I spent a year and a half running the stockroom at Suitsupply San Francisco, and the longer I ran it the more obvious it got that the bottleneck wasn’t people — it was the paper. Shipments, lost punches, game plans, closing duties, radio call-outs — all of it lived in a clipboard or somebody’s head. So I started building.
Overview
A Progressive Web App that runs every stockroom workflow in the store: shipment tracking, time-off requests, lost-punch corrections, daily game plans, closing checklists, real-time radio call-outs, and live email processing. Mobile-first, but a manager can run the same thing from a desktop.
Stack
- Backend — Node + Express, PostgreSQL 15, Redis for ephemeral state, WebSockets for live sync across every connected device.

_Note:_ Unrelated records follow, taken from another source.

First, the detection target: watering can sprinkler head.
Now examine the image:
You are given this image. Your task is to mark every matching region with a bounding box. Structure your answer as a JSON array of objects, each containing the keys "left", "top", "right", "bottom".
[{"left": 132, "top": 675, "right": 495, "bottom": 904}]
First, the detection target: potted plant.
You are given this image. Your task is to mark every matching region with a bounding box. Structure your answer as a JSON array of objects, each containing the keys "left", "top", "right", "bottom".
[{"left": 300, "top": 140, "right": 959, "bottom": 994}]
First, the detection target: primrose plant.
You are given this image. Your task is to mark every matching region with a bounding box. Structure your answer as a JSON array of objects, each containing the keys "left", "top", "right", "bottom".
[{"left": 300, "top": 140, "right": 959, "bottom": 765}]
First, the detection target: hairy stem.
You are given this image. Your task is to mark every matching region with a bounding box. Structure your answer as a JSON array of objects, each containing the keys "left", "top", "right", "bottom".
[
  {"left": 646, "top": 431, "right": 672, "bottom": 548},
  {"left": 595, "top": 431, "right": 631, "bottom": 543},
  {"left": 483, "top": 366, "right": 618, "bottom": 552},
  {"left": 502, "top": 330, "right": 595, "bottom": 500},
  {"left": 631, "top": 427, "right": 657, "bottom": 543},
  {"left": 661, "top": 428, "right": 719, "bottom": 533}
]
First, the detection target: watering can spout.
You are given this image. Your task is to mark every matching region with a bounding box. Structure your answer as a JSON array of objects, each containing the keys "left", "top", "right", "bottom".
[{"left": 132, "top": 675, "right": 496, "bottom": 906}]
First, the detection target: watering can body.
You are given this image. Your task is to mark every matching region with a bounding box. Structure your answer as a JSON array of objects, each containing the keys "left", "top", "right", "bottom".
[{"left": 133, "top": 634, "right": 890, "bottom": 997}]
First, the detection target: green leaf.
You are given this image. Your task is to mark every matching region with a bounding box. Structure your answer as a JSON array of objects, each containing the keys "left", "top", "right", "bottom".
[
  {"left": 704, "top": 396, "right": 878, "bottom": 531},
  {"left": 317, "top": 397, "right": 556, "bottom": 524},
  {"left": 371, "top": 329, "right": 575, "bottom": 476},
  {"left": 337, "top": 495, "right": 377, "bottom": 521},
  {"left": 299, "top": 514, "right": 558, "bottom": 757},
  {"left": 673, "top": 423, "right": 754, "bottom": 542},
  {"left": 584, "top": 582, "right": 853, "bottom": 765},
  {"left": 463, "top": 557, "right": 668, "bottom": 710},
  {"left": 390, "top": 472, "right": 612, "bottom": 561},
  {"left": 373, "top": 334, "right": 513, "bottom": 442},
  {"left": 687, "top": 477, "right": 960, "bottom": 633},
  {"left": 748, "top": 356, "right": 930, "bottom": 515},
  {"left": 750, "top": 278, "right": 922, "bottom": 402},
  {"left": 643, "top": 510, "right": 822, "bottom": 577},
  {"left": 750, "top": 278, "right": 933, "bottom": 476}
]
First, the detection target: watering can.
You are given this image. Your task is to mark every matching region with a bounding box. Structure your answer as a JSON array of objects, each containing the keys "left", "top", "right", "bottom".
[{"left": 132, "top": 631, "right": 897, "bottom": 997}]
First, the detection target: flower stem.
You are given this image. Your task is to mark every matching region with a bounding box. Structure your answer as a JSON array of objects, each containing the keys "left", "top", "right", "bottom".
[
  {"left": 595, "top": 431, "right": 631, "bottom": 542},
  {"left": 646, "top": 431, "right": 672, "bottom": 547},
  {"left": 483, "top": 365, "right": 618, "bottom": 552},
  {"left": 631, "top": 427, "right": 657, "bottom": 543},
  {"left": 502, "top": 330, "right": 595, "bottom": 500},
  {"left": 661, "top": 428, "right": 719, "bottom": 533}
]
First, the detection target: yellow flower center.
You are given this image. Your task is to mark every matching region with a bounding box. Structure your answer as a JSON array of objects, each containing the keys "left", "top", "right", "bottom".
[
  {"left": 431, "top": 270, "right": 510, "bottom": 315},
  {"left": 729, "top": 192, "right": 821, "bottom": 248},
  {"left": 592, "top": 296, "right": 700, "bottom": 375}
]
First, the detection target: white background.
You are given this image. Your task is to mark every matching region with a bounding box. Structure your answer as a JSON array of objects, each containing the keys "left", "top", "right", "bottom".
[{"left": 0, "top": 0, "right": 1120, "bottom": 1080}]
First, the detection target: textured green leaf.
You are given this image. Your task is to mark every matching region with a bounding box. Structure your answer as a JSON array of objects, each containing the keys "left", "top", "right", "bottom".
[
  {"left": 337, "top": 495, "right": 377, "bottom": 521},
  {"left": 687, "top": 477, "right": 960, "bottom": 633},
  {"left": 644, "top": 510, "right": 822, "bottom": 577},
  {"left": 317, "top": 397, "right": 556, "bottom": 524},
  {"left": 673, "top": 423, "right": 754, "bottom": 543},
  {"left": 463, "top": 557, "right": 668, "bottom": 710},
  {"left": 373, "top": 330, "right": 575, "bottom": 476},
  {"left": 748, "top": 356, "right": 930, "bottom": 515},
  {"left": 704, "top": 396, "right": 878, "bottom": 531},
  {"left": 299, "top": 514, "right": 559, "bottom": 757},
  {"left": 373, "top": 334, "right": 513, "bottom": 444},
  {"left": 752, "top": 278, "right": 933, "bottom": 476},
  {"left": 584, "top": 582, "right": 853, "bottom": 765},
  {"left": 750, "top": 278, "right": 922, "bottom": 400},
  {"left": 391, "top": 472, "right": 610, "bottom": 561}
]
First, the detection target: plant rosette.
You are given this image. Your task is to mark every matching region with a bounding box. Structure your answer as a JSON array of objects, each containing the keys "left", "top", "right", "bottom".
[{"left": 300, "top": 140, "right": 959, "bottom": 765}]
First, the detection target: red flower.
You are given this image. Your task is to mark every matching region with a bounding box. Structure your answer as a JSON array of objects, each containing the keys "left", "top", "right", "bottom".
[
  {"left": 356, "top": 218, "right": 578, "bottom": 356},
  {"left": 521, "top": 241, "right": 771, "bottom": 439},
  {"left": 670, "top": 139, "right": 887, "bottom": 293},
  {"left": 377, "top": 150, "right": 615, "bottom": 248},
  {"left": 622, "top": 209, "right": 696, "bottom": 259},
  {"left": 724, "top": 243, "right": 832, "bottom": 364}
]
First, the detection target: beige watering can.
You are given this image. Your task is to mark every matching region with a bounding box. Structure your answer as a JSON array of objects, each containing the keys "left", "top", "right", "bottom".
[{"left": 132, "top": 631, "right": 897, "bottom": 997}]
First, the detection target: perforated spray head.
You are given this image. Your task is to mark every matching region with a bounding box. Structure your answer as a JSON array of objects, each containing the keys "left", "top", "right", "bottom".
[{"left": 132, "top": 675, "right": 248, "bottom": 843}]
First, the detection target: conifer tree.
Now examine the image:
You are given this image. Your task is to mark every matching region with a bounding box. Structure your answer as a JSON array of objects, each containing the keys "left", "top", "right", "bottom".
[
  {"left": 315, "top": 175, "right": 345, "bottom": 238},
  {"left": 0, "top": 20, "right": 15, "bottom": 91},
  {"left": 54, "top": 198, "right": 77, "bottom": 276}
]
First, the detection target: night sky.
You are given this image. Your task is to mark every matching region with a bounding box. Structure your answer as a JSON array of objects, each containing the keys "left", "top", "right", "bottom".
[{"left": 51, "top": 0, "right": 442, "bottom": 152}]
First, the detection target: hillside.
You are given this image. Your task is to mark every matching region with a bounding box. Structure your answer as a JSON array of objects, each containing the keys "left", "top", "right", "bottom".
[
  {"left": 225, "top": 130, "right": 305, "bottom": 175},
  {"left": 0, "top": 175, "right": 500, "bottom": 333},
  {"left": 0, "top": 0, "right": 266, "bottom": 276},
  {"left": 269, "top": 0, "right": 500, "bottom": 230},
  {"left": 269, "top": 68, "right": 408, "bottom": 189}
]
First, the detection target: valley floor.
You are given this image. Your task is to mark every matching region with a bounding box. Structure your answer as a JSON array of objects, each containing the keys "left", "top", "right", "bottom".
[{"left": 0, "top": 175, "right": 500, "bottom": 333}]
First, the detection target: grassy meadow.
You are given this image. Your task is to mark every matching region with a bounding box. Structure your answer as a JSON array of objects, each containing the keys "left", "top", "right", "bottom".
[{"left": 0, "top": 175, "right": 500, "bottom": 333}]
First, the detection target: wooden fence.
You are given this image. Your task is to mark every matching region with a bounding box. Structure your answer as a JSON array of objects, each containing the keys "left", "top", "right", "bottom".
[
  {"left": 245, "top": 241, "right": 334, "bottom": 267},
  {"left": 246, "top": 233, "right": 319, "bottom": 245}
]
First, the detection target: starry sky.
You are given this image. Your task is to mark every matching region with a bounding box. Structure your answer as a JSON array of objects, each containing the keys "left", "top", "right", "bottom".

- Frontend — PWA, “Add to Home Screen” on iOS with a built-in install prompt, offline-capable for the views that matter.
- Deploy — Linux, PM2, Nginx, SSL via Let’s Encrypt. Tailscale for remote access, plus a smart-routing layer that flips users between local WiFi (fast) and Tailscale (secure) automatically.
- Integrations — Salesforce, PredictSpring, UPS API, Gmail API with OAuth 2.0 and real-time push via Google Cloud Pub/Sub. Plus a few MCP servers for inventory, shipments, and radio operations.
Status
- 50+ active daily users, sub-200 ms response times.
- Real-time email processing — the inbox-to-action loop is gone.
- The paper game-plan board is gone.
- The radio system is logged and searchable.
- The closing checklist is enforced and auditable.
What I learned building it
You don’t actually need a frontend framework to ship a PWA that 50 people use every day. You do need to think hard about the network — the single biggest performance win we shipped was not a code change. It was detecting which network the user was on and routing them to the fastest path automatically.
Where it goes next
Multi-store deployment, harder offline guarantees, and a proper public API for the integrations.